Re: Weird: Solr Search result and Analysis Result not match?

Erick Erickson Wed, 09 Nov 2011 10:15:45 -0800

Oh, one more thing. I wasn't suggesting that you *remove*
WordDelimiterFilterFactory from the query chain, just
that you should be more selective about the options. Look
at the differences in the options in the example schema for
a place to start....


Best
Erick

On Wed, Nov 9, 2011 at 12:33 PM, Erick Erickson <erickerick...@gmail.com> wrote:
> Regarding <1>. Take a look at admin/analysis and see the tokenization just
> to check.
>
> Oh, and one more thing...
> putting <LowerCaseFilterFactory> in front of <WordDelimiterFilterFactory>
> kind of defeats the purpose of WordDelimiterFilterFactory. One of the
> things WDDF does is split on case change and you're removing the case
> changes before WDDF gets hold of it.
>
> Best
> Erick
>
> On Tue, Nov 8, 2011 at 9:40 PM, Ellery Leung <elleryle...@be-o.com> wrote:
>> Thanks Erick, here are my responses:
>>
>> 1. Yes.  What I want to achieve is that when index is filtered with 
>> EdgeNgram, and a query that is not filtered in that way, I can do search on 
>> partial string.
>> 2. Good suggestion, will test it.
>> 3. ok
>> 4. Thank you
>> 5/6. Will remove the synonyms and word delimiterfilterfactory in query
>> 7. will look at that using Luke.  By the way, it is the first time I saw 
>> that there is a tool for that.  Thank you.
>> 8. Yes.
>>
>> Will check that again, thank you.
>>
>> -----Original Message-----
>> From: Erick Erickson [mailto:erickerick...@gmail.com]
>> Sent: 2011年11月8日 9:52 下午
>> To: solr-user@lucene.apache.org; elleryle...@be-o.com
>> Subject: Re: Weird: Solr Search result and Analysis Result not match?
>>
>> Several things:
>>
>> 1> You don't have EdgeNGramFilterFactory in your query analysis chain,
>> is this intentional?
>> 2> You have a LOT of stuff going on here, you might try making your
>> analysis chain simpler and
>>     adding stuff back in until you see the error.

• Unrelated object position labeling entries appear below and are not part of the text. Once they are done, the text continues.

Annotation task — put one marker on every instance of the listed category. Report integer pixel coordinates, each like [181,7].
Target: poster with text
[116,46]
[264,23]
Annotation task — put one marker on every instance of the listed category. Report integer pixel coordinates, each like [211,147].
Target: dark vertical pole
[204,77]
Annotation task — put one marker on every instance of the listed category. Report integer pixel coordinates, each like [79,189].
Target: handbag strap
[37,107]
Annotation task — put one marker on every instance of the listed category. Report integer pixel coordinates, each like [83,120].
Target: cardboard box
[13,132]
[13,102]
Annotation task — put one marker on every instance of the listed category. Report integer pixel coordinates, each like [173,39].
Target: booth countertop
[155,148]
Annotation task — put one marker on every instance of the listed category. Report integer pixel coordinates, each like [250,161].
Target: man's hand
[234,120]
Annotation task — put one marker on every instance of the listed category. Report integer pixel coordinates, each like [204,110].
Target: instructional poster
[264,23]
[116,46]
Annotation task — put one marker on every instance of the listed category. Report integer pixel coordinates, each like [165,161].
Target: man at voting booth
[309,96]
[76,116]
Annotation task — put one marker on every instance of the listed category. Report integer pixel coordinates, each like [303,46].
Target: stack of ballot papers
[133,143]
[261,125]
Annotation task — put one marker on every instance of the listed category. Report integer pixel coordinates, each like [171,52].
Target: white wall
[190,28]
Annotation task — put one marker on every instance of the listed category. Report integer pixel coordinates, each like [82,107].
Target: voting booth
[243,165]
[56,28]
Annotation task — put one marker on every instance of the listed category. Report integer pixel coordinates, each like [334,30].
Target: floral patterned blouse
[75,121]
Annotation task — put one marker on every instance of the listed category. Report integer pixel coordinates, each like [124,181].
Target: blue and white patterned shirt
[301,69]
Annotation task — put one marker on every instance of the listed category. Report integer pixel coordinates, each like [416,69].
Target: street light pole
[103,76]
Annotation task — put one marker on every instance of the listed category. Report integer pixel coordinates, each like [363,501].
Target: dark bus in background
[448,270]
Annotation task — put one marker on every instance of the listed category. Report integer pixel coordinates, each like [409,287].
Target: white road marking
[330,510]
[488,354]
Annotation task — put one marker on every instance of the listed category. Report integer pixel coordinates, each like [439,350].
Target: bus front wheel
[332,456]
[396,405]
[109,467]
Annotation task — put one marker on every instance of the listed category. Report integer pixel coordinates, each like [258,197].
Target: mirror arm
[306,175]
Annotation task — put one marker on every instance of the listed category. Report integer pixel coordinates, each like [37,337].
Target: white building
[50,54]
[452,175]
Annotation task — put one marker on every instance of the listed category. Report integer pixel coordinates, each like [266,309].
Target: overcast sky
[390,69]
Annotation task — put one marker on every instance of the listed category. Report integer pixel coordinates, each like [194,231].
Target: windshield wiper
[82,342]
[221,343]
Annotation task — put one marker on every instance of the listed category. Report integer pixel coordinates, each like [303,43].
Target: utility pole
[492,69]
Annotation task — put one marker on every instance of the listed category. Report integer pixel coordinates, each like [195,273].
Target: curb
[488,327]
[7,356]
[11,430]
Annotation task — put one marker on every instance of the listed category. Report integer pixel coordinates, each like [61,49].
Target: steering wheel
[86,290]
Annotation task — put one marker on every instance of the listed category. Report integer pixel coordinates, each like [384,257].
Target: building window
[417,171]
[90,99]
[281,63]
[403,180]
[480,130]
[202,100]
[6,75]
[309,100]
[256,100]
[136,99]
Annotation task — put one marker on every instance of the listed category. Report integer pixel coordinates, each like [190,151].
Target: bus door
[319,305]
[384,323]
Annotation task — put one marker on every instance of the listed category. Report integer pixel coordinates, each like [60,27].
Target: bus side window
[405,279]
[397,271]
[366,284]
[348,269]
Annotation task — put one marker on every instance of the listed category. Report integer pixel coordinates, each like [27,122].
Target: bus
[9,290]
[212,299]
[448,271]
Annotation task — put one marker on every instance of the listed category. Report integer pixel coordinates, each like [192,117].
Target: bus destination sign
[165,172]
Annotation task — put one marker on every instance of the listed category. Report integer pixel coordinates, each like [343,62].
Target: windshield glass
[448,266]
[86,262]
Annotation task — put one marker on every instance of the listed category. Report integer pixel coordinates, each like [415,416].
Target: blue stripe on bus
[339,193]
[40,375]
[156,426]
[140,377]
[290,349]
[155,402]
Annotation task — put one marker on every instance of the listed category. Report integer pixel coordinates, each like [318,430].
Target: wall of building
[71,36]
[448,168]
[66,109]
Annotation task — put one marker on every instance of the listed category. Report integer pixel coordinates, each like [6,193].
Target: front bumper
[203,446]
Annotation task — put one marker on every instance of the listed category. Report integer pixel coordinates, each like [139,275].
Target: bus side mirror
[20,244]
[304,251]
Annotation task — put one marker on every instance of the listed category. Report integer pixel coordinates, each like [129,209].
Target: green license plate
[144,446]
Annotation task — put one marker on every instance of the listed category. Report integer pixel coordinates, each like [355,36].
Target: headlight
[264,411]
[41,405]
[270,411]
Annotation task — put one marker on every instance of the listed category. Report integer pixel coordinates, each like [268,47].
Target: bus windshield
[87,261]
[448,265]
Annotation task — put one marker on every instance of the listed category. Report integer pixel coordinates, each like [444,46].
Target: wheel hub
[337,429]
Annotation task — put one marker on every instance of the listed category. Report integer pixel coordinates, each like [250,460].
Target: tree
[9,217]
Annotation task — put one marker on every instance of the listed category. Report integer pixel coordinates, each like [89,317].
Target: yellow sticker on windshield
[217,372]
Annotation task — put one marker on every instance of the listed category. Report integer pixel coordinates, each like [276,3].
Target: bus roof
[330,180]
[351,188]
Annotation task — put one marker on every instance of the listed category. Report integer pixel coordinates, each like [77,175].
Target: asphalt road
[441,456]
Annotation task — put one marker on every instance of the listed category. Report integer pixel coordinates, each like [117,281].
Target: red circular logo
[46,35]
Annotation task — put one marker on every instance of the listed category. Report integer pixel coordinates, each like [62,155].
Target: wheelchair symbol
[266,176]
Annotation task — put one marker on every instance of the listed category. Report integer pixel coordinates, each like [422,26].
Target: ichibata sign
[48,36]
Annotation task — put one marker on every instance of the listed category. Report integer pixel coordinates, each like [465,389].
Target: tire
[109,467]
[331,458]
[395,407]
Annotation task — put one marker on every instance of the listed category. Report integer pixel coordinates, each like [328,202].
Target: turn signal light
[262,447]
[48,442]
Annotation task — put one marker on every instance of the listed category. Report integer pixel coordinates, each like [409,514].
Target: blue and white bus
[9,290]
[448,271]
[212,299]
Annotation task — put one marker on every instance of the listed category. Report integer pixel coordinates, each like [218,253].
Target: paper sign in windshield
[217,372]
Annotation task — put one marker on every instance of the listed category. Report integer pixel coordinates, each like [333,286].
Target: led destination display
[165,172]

Don't forget to re-index!
>> 3> Analysis doesn't take into account query *parsing*, so it's
>> possible to get a false sense of
>>     assurance when the analysis page matches your expectations.
>> 4> Even though nothing jumps out at me except the Edge.... factory,
>> nice job of including
>>     information.
>> 5> It's unusual to expand synonyms both at query and index time,
>> usually one or the
>>     other with index time preferred.
>> 6> Same with WordDelimiterFilterFactory. If you put all the variants
>> in the index, you don't
>>     need to put all the variants in the query and vice-versa.

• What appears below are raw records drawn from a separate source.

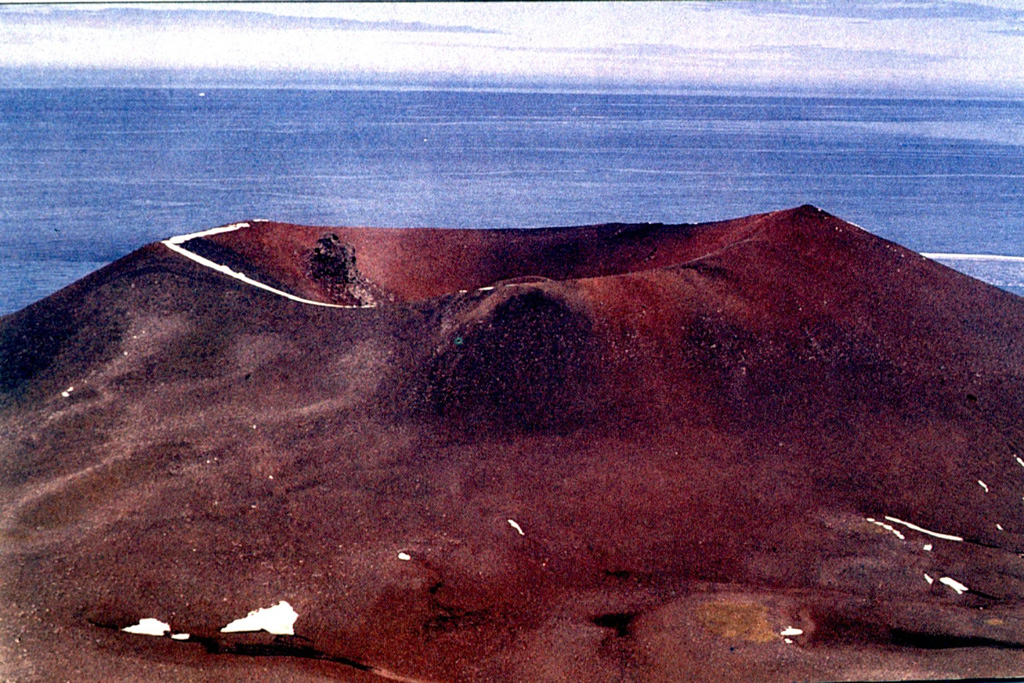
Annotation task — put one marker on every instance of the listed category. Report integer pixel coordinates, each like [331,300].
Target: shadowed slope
[770,449]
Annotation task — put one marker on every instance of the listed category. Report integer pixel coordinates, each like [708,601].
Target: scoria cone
[769,449]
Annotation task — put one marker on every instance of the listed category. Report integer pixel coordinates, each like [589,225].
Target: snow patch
[888,527]
[922,529]
[148,627]
[278,620]
[174,244]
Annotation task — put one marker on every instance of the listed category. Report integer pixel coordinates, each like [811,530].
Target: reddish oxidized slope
[771,449]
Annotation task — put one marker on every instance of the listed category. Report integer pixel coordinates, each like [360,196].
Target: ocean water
[87,175]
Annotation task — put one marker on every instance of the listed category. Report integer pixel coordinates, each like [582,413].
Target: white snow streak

>> 7> Take a look at your actual contents, perhaps using Luke to insure
>> that what you expect
>>      to be in your index actually is.
>> 8> You did re-index after your latest changes to your schema, right <G>?
>>
>> All of this is a way of saying that I don't quite see what the problem
>> is, but at least there are
>> some avenues to explore.
>>
>> Best
>> Erick
>>
>> On Mon, Nov 7, 2011 at 9:29 PM, Ellery Leung <elleryle...@be-o.com> wrote:
>>> Hi all.
>>>
>>>
>>>
>>> I am using Solr 3.4 under Win 7.
>>>
>>>
>>>
>>> In schema there is a multivalue field indexed in this way:
>>>
>>> ==========================
>>>
>>> Schema:
>>>
>>> ==========================
>>>
>>> <field name="myEvent" type="myCustomText" multiValued="true" indexed="true"
>>> stored="true" omitNorms="true"/>
>>>
>>>
>>>
>>> <fieldType name="myCustomText" class="solr.TextField"

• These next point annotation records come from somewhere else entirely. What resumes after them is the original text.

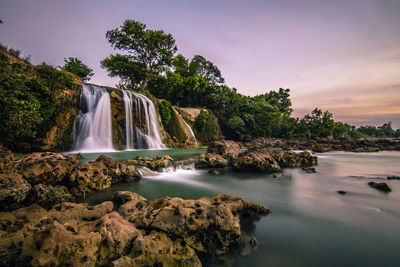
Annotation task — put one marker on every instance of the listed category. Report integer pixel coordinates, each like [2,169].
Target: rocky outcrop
[225,148]
[210,160]
[45,168]
[117,118]
[15,191]
[100,174]
[155,164]
[164,232]
[47,195]
[121,197]
[208,225]
[324,145]
[267,160]
[380,186]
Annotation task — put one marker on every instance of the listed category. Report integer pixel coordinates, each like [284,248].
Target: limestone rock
[47,195]
[380,186]
[15,191]
[46,167]
[121,197]
[210,160]
[227,148]
[100,174]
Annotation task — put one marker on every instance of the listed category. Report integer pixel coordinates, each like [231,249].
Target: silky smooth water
[310,224]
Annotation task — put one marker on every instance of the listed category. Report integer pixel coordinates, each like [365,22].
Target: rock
[100,174]
[253,242]
[156,164]
[271,160]
[380,186]
[309,169]
[45,168]
[226,148]
[15,191]
[121,197]
[47,195]
[6,157]
[210,160]
[257,160]
[208,225]
[78,156]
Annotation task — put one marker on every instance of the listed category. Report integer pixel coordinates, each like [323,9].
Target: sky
[342,56]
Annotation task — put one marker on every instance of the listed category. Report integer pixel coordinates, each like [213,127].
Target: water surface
[310,224]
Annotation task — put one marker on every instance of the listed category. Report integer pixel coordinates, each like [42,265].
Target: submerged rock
[100,174]
[121,197]
[208,225]
[210,160]
[268,160]
[15,191]
[45,168]
[163,232]
[156,164]
[380,186]
[229,149]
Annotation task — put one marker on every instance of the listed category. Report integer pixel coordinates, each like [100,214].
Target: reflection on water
[310,223]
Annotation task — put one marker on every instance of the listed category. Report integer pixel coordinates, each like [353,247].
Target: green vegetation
[148,52]
[204,126]
[166,113]
[28,97]
[75,66]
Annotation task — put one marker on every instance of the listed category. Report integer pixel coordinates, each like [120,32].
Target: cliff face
[39,105]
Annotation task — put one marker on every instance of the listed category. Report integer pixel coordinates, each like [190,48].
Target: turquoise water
[310,224]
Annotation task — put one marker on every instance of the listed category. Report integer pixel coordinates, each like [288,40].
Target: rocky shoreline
[41,225]
[325,145]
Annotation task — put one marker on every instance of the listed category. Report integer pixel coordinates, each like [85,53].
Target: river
[310,224]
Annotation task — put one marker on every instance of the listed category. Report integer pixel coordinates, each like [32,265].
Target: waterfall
[192,136]
[92,127]
[128,119]
[146,111]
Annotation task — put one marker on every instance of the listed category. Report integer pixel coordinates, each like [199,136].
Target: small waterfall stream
[92,127]
[189,129]
[144,110]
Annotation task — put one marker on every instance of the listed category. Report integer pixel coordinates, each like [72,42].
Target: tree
[75,66]
[148,52]
[199,65]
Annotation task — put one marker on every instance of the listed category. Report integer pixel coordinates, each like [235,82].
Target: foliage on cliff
[30,98]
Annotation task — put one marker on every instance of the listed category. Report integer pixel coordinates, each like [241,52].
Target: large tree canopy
[147,53]
[77,67]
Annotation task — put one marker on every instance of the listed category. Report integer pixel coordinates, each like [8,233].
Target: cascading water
[192,136]
[92,127]
[150,138]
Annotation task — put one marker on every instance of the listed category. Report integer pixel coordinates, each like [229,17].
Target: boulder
[225,148]
[45,168]
[100,174]
[380,186]
[6,157]
[47,195]
[272,160]
[210,160]
[257,160]
[15,191]
[121,197]
[156,164]
[208,225]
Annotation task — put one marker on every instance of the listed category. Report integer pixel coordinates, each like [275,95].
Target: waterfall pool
[310,224]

>>> positionIncrementGap="100">
>>>
>>>        <analyzer type="index">
>>>
>>>                <charFilter class="solr.MappingCharFilterFactory"
>>> mapping="../../filters/filter-mappings.txt"/>
>>>
>>>                <charFilter class="solr.HTMLStripCharFilterFactory"/>
>>>
>>>                <tokenizer class="solr.StandardTokenizerFactory"/>
>>>
>>>                <filter class="solr.TrimFilterFactory"/>
>>>
>>>                <filter class="solr.LowerCaseFilterFactory"/>
>>>
>>>                <filter class="solr.SynonymFilterFactory"
>>> synonyms="../../filters/filter-synonyms.txt" ignoreCase="true"
>>> expand="true"/>
>>>
>>>                <filter class="solr.ASCIIFoldingFilterFactory"/>
>>>
>>>                <filter class="solr.WordDelimiterFilterFactory"
>>> splitOnCaseChange="1" splitOnNumerics="1" stemEnglishPossessive="1"
>>> generateWordParts="1" generateNumberParts="1" catenateWords="1"
>>> catenateNumbers="1" catenateAll="0" preserveOriginal="1"/>
>>>
>>>                <filter class="solr.PhoneticFilterFactory"
>>> encoder="DoubleMetaphone" inject="true"/>
>>>
>>>                <filter class="solr.PorterStemFilterFactory"/>
>>>
>>>                <filter class="solr.EdgeNGramFilterFactory" minGramSize="1"
>>> maxGramSize="50" side="front"/>
>>>
>>>                <filter class="solr.RemoveDuplicatesTokenFilterFactory"/>
>>>
>>>        </analyzer>
>>>
>>>        <analyzer type="query">
>>>
>>>                <charFilter class="solr.MappingCharFilterFactory"
>>> mapping="../../filters/filter-mappings.txt"/>
>>>
>>>                <charFilter class="solr.HTMLStripCharFilterFactory"/>
>>>
>>>                <tokenizer class="solr.StandardTokenizerFactory"/>
>>>
>>>                <filter class="solr.TrimFilterFactory"/>
>>>
>>>                <filter class="solr.LowerCaseFilterFactory"/>
>>>
>>>                <filter class="solr.SynonymFilterFactory"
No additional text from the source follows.